During the past decade, partnerships between African and U.S. entities, in both the private and public sectors, have flourished. “It is an exciting time for the continent,” said Assistant Secretary of State for African Affairs, Jendayi Frazer, “economic and political indicators are trending positive.”
Trade is a case in point. The U.S. enacted legislation seven years ago intended to expand trade between the United States and Africa. The goal of the African Growth and Opportunity Act was to promote trade and economic growth as an alternative to dependence on foreign aid. Today, thirty-nine sub-Saharan African countries are eligible for duty-free and quota-free entry of many of their products into the United States.
In 2006, African non-energy exports increased markedly. Mineral and metal exports were up twenty-one per cent, cut flowers twenty-two percent, footwear thirty percent, and transportation equipment eighty-one percent. Kenya exports fresh-cut roses, prepared pineapple and essential oils to the U.S. The Democratic Republic of Congo sells refined copper and tungsten ore. And since 2001, Ghana has increased its export of apparel to the United States by two hundred fifty-one percent.
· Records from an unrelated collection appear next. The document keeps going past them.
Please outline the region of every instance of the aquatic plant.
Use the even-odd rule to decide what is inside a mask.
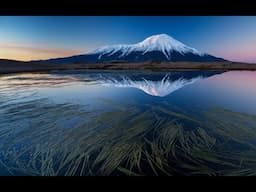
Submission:
[[[0,166],[9,174],[255,174],[252,115],[218,108],[189,116],[166,105],[99,113],[45,100],[5,107]]]

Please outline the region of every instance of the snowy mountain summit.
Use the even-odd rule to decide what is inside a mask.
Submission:
[[[194,48],[188,47],[185,44],[166,34],[153,35],[146,38],[144,41],[132,45],[112,45],[105,46],[92,52],[92,54],[99,54],[99,59],[103,55],[111,56],[115,53],[121,52],[119,58],[125,57],[132,52],[142,52],[144,55],[149,52],[159,51],[170,60],[172,52],[178,52],[182,55],[185,53],[192,53],[196,55],[203,55]]]
[[[201,53],[166,34],[153,35],[136,44],[103,46],[72,57],[45,60],[54,63],[140,63],[140,62],[225,61]]]
[[[192,52],[194,54],[201,55],[201,53],[196,49],[188,47],[166,34],[153,35],[148,37],[144,41],[138,43],[137,46],[142,50],[144,49],[145,52],[162,51],[167,58],[170,58],[171,51],[177,51],[181,54]]]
Such trade and private business ventures are vital to reducing poverty in Africa, said Assistant Secretary of State Frazer:
"Certainly, one of our efforts towards economic growth and development is to foster private sector led growth, to try to support freer trade."
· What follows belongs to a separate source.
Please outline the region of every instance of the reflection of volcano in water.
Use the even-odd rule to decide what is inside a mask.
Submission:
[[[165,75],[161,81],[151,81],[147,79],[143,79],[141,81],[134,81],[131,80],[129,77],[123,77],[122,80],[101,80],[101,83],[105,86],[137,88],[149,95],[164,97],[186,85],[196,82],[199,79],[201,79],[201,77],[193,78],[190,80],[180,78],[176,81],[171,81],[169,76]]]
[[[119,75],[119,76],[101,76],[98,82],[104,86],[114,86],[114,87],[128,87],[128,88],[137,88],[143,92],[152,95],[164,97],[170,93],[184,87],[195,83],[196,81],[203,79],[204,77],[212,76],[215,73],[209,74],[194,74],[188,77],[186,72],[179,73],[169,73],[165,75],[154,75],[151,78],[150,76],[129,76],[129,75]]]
As Secretary of State Condoleezza Rice said, “the United States does not view Africa as the sum of its problems, nor as an object of international pity. We view the men and women of Africa as authors of their own destiny, as individuals of agency and dignity, who have the right to flourish in freedom, and who bear responsibility for their own successes. We believe," said Secretary of State Rice, "that this success rests in the strength and the spirit of African citizens."